Eccoci qua. Un anno dopo l’ottimo Imploding The Mirage tornano i Killers con un disco figlio della pandemia, di un periodo di forzata introspezione, di assenza dai palchi che, come avevamo già chiarito anno scorso, sono casa degli assassini più famosi del mondo. Pressure Machine sulla carta sarà anche il settimo disco della band di Las Vegas, ma più che suonare come un naturale seguito dei precedenti lavori si presenta come uno spin-off, un battere una strada da sempre accennata ma mai percorsa del tutto.

Durante questa pandemia Flowers e soci hanno deciso di abbandonare le luci della ribalta anche nel loro modo di fare musica, raccontandoci un lato degli Stati Uniti che difficilmente intuiamo da qua, la provincia dispersa in immense distese di nulla, la stessa provincia da cui vengono i Killers, così come molti altri artisti a cui siamo affezionati.

Togliamoci il dente della recensione: il disco è molto piacevole, conferma schiacciante della maturità artistica di una band che non delude le aspettative e, pur abbandonando temporaneamente il lustro che li contraddistingue, riesce a mostrare muscoli intimi e profondi. Una prova anche di coraggio quella di proporre un prodotto di questo tipo a un pubblico abituato a When You Were Young e Mr. Brightside. Rinnovo, come alla fine della mia recensione dell’anno scorso, i miei più sentiti complimenti a una band che sembra davvero far tesoro di ogni anno di esperienza, dandoci ripetutamente prova di essere all’altezza del loro nome. Pressure Machine è un disco country addolcito da un pop-rock spreengsteeniano universalmente apprezzabile, e dove non troverete pezzi indimenticabili da cantare a squarciagola avrete confessioni registrate da abitanti della provincia statunitense, storie vere di persone vere che Flowers e compagni si sono promessi di raccontare. La ragione per cui però mi preme parlarvi di Pressure Machine non è però questa.

Quanto scritto nel paragrafo precedente si applica perfettamente a quanto potete ascoltare dalla seconda all’undicesima, e ultima, traccia di Pressure Machine. Va fatto, imperativamente, un discorso a parte per l’apertura del disco, perché quando nasce un pezzo di così rara e intima bellezza è giusto parlarne a parte, tanto per non oscurare i vicini quanto per non privarlo della luce che giustamente merita.

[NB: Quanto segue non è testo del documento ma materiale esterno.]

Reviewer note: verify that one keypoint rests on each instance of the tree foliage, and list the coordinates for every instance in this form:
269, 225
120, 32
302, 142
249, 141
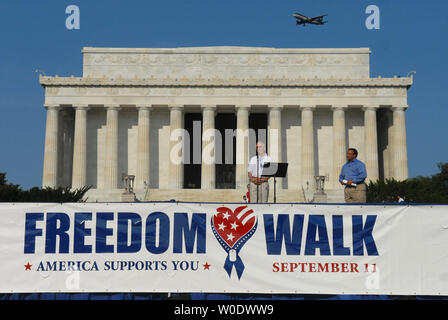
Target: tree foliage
432, 189
14, 193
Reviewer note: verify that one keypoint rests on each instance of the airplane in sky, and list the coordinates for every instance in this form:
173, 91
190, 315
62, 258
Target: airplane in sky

West Hills è uno dei pezzi dell’anno. Invito caldamente tutti a leggere il testo, a perdersi nei suoni che i Killers hanno voluto usare per evocare un racconto semplice, banale quasi, ma estremamente efficace. Potrei portarvi a paragone i pezzi più narrativi dei National come Ada o Sleep Well Beast, ma se i National stanno a John Cheever, i Killers stanno allo stesso modo a Ernest Hemingway. In West Hills c’è tutta la potenza, tutta la grezza grazia e tutta la sconvolgente semplicità della grande narrativa americana. È emozionante anche solo parlarne, ed è meraviglioso che ci siano band in grado di produrre ancora pezzi così.

Pressure Machine sarebbe un disco perfettamente riuscito nel suo intento anche senza, ma West Hills lo eleva un gradino sopra. Un instant classic? Forse. Un fantastico spaccato su un mondo a noi lontanissimo? Di sicuro. Un ennesimo motivo per ringraziare che esistano ancora persone come i Killers? Potete scommetterci.